On the other hand, it has been the uniform practice of this court to permit supplementary records to be filed by the appellee after the opinion has been handed down and before the mandate issues, for the purpose of correcting errors or omissions in the record when it was considered by the court and the opinion delivered. Illustrative cases on this subject are: Wade v. First National Bank of Franklin, 11 Bush, 697; Bank of Kentucky v. Com., 32 Ky. L. R., 1087; Stewart v. Bluegrass Canning Co., 121 S. W., 609; Breathitt Coal, Iron & Lumber Co. v. Patrick, 144 Ky., 601; Louisville & Nashville R. R. v. Woodford, 157 Ky., 426; Leonard’s Administrator v. Cowling, 121 Ky., 631; Wade v. Wade, 154 Ky., 24; Miller Creek Railroad Co. v. Barnett, 160 Ky., 845.
In this last mentioned case it appears that on June second the case was reversed for error in the instructions, but, with the petition for a rehearing, there was filed the certificate of the circuit clerk showing that the instructions copied in the ■ record, and upon which the opinion was based, were not the instructions that were given to the jury. In the instructions actually given, and upon which the jury rendered their verdict, there was no error. Upon this showing, the rehearing was granted and the former opinion, reversing the case, withdrawn and the judgment affirmed.
Adopting the rule of practice announced in the Miller case and others as correct, we are unable to perceive any reason why the same rule should not be applied in this case. Here, by the oversight or omission of the circuit clerk, a portion of the record material to the protection of the rights of appellee was not copied in the record. Therefore, if the supplementary record is not allowed to be filed, the appellant has had the benefit accruing to it on account of the suspension of the right of appellee to enforce the judgment without the burden that should have followed the suspension of the judgment when it was affirmed. When the appellant, as defendant in the lower court, executed the supersedeas bond and *665the order of supersedeas issued thereon, it voluntarily undertook to and did obstruct the collection of the judgment in the ordinary course and assumed an obligation to pay the damages allowed by law for this obstruction if the judgment was affirmed. If the clerk had copied, as he should have done, the supersedeas bond and order in the record, there could, of course, have been no objection raised by the appellant to the awarding of damages by the court following the affirmance.

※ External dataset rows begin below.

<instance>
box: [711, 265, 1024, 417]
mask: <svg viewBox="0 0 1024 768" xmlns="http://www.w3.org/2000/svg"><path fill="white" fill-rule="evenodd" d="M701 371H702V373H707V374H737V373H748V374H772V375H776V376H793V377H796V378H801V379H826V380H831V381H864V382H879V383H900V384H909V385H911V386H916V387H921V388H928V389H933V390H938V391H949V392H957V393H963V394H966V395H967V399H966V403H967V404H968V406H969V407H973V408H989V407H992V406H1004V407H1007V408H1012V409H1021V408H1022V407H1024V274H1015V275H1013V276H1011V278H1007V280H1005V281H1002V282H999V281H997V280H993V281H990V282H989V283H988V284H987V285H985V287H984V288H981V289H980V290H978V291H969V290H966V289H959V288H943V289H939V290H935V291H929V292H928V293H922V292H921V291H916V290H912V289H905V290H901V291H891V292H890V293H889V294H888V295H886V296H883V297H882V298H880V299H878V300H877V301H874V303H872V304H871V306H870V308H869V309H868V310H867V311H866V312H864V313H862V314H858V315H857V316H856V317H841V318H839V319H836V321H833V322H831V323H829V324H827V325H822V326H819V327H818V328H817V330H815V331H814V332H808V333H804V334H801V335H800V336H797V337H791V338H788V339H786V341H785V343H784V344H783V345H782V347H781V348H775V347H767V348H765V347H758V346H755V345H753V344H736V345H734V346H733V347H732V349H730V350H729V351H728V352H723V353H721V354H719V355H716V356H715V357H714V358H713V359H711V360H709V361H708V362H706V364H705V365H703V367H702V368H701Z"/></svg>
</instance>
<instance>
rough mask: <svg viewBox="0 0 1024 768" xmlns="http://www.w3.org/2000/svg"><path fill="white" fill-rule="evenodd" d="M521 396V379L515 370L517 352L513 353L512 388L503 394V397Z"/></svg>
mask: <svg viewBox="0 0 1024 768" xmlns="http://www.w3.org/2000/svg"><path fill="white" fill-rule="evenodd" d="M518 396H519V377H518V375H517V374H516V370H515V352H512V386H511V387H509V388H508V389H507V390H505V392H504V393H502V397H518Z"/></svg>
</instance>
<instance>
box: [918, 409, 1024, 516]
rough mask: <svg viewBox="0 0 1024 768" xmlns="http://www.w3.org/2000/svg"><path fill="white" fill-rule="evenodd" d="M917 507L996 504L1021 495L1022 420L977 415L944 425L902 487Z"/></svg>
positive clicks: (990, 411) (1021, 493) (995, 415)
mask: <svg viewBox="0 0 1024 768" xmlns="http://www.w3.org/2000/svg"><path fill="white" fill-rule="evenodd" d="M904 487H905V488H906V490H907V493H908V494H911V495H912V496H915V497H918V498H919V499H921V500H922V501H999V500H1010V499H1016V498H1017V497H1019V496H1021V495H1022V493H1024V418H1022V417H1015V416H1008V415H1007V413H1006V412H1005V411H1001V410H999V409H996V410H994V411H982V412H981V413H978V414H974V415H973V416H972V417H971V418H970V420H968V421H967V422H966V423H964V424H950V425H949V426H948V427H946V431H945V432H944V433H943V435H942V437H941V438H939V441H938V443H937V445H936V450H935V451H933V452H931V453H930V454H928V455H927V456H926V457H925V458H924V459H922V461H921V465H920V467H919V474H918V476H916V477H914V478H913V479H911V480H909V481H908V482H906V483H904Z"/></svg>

Now, should the appellee be defeated in her right to these damages by the oversight or mistake of the clerk in failing to incorporate in the record the bond? We think not. When damages are awarded the appellee will get no more than she became entitled to by the execution of the bond and the issual of the order which prevented her from collecting the judgment, and the appellant will not suffer any loss that it did not voluntarily assume when it executed the bond. In short, the allowance of damages in this case will only be doing what the appellant, by its own act, agreed might be done, and what the appellee had a right to expect would be done.

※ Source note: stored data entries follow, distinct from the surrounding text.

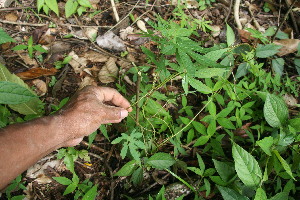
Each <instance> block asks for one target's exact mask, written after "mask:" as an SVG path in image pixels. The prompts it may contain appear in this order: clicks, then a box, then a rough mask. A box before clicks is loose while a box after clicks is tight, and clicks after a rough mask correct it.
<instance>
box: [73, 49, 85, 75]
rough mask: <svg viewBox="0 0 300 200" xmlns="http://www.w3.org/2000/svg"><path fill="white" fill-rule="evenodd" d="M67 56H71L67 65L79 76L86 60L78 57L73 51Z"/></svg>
mask: <svg viewBox="0 0 300 200" xmlns="http://www.w3.org/2000/svg"><path fill="white" fill-rule="evenodd" d="M68 56H72V60H71V61H70V62H69V64H70V65H71V66H72V67H73V69H74V71H75V73H76V74H79V73H81V72H82V71H83V69H84V68H85V67H86V64H87V59H86V58H84V57H79V56H78V55H77V54H76V53H75V52H74V51H72V52H70V53H69V55H68Z"/></svg>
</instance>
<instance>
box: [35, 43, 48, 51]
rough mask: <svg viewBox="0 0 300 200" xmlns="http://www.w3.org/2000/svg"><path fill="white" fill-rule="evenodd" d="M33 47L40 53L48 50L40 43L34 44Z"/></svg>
mask: <svg viewBox="0 0 300 200" xmlns="http://www.w3.org/2000/svg"><path fill="white" fill-rule="evenodd" d="M33 48H34V49H35V50H36V51H39V52H41V53H47V52H48V51H47V50H46V49H44V48H43V47H42V46H41V45H40V44H39V45H34V46H33Z"/></svg>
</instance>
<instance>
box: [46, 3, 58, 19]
mask: <svg viewBox="0 0 300 200" xmlns="http://www.w3.org/2000/svg"><path fill="white" fill-rule="evenodd" d="M45 3H46V5H47V6H48V7H49V8H50V10H52V11H53V12H55V14H56V15H57V16H59V11H58V5H57V1H56V0H45Z"/></svg>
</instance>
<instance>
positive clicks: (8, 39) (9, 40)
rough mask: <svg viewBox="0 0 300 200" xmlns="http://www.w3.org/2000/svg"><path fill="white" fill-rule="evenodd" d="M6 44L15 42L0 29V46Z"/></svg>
mask: <svg viewBox="0 0 300 200" xmlns="http://www.w3.org/2000/svg"><path fill="white" fill-rule="evenodd" d="M7 42H16V41H15V40H14V39H13V38H12V37H10V36H9V35H8V34H7V33H6V32H5V31H4V30H3V28H0V44H4V43H7Z"/></svg>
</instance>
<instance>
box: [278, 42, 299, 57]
mask: <svg viewBox="0 0 300 200" xmlns="http://www.w3.org/2000/svg"><path fill="white" fill-rule="evenodd" d="M274 44H277V45H281V46H282V47H281V49H279V52H278V53H277V55H278V56H285V55H287V54H290V53H294V52H296V51H297V48H298V45H299V44H300V40H298V39H284V40H274Z"/></svg>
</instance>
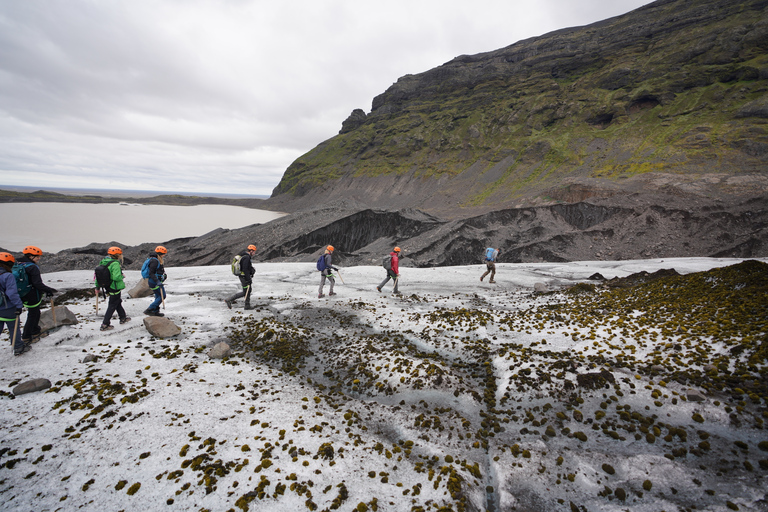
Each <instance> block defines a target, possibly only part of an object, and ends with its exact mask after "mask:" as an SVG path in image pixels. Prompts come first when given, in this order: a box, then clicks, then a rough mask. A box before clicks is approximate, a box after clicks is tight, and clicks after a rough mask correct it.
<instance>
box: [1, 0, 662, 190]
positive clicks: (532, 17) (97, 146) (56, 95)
mask: <svg viewBox="0 0 768 512" xmlns="http://www.w3.org/2000/svg"><path fill="white" fill-rule="evenodd" d="M646 3H649V2H648V1H647V0H582V1H580V2H574V1H573V0H540V1H538V2H526V3H522V2H509V1H508V0H507V1H502V0H478V1H477V2H465V1H457V0H442V1H438V0H420V1H415V2H413V1H410V2H406V1H402V0H394V1H390V2H388V3H376V4H374V3H373V2H370V1H365V0H361V1H357V2H349V1H346V0H325V1H322V2H317V1H309V0H297V1H294V2H283V3H281V2H263V1H255V0H254V1H246V0H242V1H238V0H230V1H224V2H222V1H214V0H210V1H206V0H197V1H187V0H185V1H181V0H134V1H131V2H95V1H89V0H68V1H66V2H65V1H42V0H25V1H23V2H19V1H16V0H0V173H2V178H3V179H2V183H3V184H5V185H28V186H35V187H38V186H39V187H44V186H49V187H75V188H81V187H90V188H129V189H148V190H158V189H163V190H169V191H185V192H197V193H200V192H217V193H225V192H231V193H252V194H269V193H270V192H271V190H272V188H273V187H274V186H275V185H276V184H277V182H278V181H279V179H280V177H281V176H282V174H283V172H284V171H285V169H286V167H287V166H288V165H289V164H290V163H291V162H292V161H293V160H295V159H296V158H297V157H299V156H300V155H302V154H303V153H305V152H307V151H309V150H310V149H312V148H313V147H314V146H316V145H317V144H319V143H320V142H322V141H323V140H325V139H328V138H330V137H332V136H333V135H335V134H336V133H337V132H338V130H339V128H340V126H341V122H342V121H343V120H344V119H345V118H346V117H347V115H349V113H350V112H351V111H352V110H353V109H355V108H362V109H364V110H366V111H368V110H370V105H371V100H372V99H373V97H374V96H376V95H378V94H381V93H382V92H384V91H385V90H386V88H387V87H389V86H390V85H391V84H392V83H394V82H395V81H397V79H398V78H399V77H401V76H403V75H405V74H414V73H420V72H422V71H426V70H427V69H430V68H433V67H435V66H438V65H440V64H442V63H444V62H447V61H448V60H450V59H452V58H454V57H456V56H458V55H462V54H474V53H480V52H484V51H491V50H495V49H498V48H502V47H505V46H508V45H510V44H512V43H514V42H516V41H519V40H521V39H525V38H528V37H533V36H536V35H541V34H544V33H546V32H549V31H551V30H556V29H559V28H563V27H570V26H577V25H584V24H588V23H591V22H594V21H598V20H601V19H605V18H608V17H610V16H615V15H618V14H622V13H625V12H628V11H630V10H632V9H634V8H637V7H639V6H641V5H643V4H646Z"/></svg>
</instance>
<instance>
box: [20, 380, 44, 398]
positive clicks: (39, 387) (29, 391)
mask: <svg viewBox="0 0 768 512" xmlns="http://www.w3.org/2000/svg"><path fill="white" fill-rule="evenodd" d="M50 387H51V381H49V380H48V379H32V380H28V381H26V382H22V383H21V384H19V385H18V386H16V387H14V388H13V394H14V395H16V396H19V395H24V394H26V393H34V392H36V391H42V390H44V389H48V388H50Z"/></svg>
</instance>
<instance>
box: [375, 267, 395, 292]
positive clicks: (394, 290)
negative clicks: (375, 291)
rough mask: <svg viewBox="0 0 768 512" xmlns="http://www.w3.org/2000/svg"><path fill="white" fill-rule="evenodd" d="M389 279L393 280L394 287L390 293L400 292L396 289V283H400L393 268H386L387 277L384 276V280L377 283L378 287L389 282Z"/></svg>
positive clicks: (380, 288) (381, 286) (379, 287)
mask: <svg viewBox="0 0 768 512" xmlns="http://www.w3.org/2000/svg"><path fill="white" fill-rule="evenodd" d="M390 279H393V280H394V281H395V289H394V290H392V293H400V292H399V291H398V290H397V285H398V284H400V278H398V277H397V274H395V272H394V271H393V270H387V277H385V278H384V280H383V281H382V282H381V284H380V285H379V289H382V288H384V285H385V284H387V283H388V282H389V280H390Z"/></svg>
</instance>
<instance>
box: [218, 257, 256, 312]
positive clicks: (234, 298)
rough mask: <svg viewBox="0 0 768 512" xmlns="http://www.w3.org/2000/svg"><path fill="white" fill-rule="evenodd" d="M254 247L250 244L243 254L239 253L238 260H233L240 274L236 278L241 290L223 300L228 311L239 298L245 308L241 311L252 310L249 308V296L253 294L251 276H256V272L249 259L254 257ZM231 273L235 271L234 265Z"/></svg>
mask: <svg viewBox="0 0 768 512" xmlns="http://www.w3.org/2000/svg"><path fill="white" fill-rule="evenodd" d="M256 249H257V248H256V246H255V245H253V244H251V245H249V246H248V247H247V248H246V249H245V250H244V251H243V252H241V253H240V255H239V256H240V258H239V260H238V258H237V257H235V260H236V261H237V262H238V263H237V265H238V268H239V269H240V273H239V274H238V275H237V277H238V278H239V279H240V285H241V286H242V288H243V289H242V290H241V291H239V292H237V293H236V294H234V295H232V296H231V297H229V298H227V299H224V302H225V303H226V304H227V307H228V308H229V309H232V303H233V302H235V301H236V300H237V299H239V298H240V297H245V307H244V308H243V309H253V306H251V294H252V292H253V276H254V274H256V270H255V269H254V268H253V262H252V261H251V259H252V258H253V257H254V256H255V255H256ZM232 270H233V272H234V271H235V270H236V268H235V263H233V264H232Z"/></svg>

We, therefore, hold that when the supersedeas bond is, by mistake or inadvertence or oversight, not copied in the record, but the bond and order of supersedeas, if one issued, is tendered in this court before the mandate has issued, it should be allowed to be filed and treated as if it were a part of the record when the' opinion was delivered and damages on the affirmance should go accordingly. The case of Mutual Fire Ins. Co. v. Hammond, 21 Ky. L. R., 204, is overruled.
Wherefore, the whole court sitting, the motion to file the supplementary record is granted and damages awarded.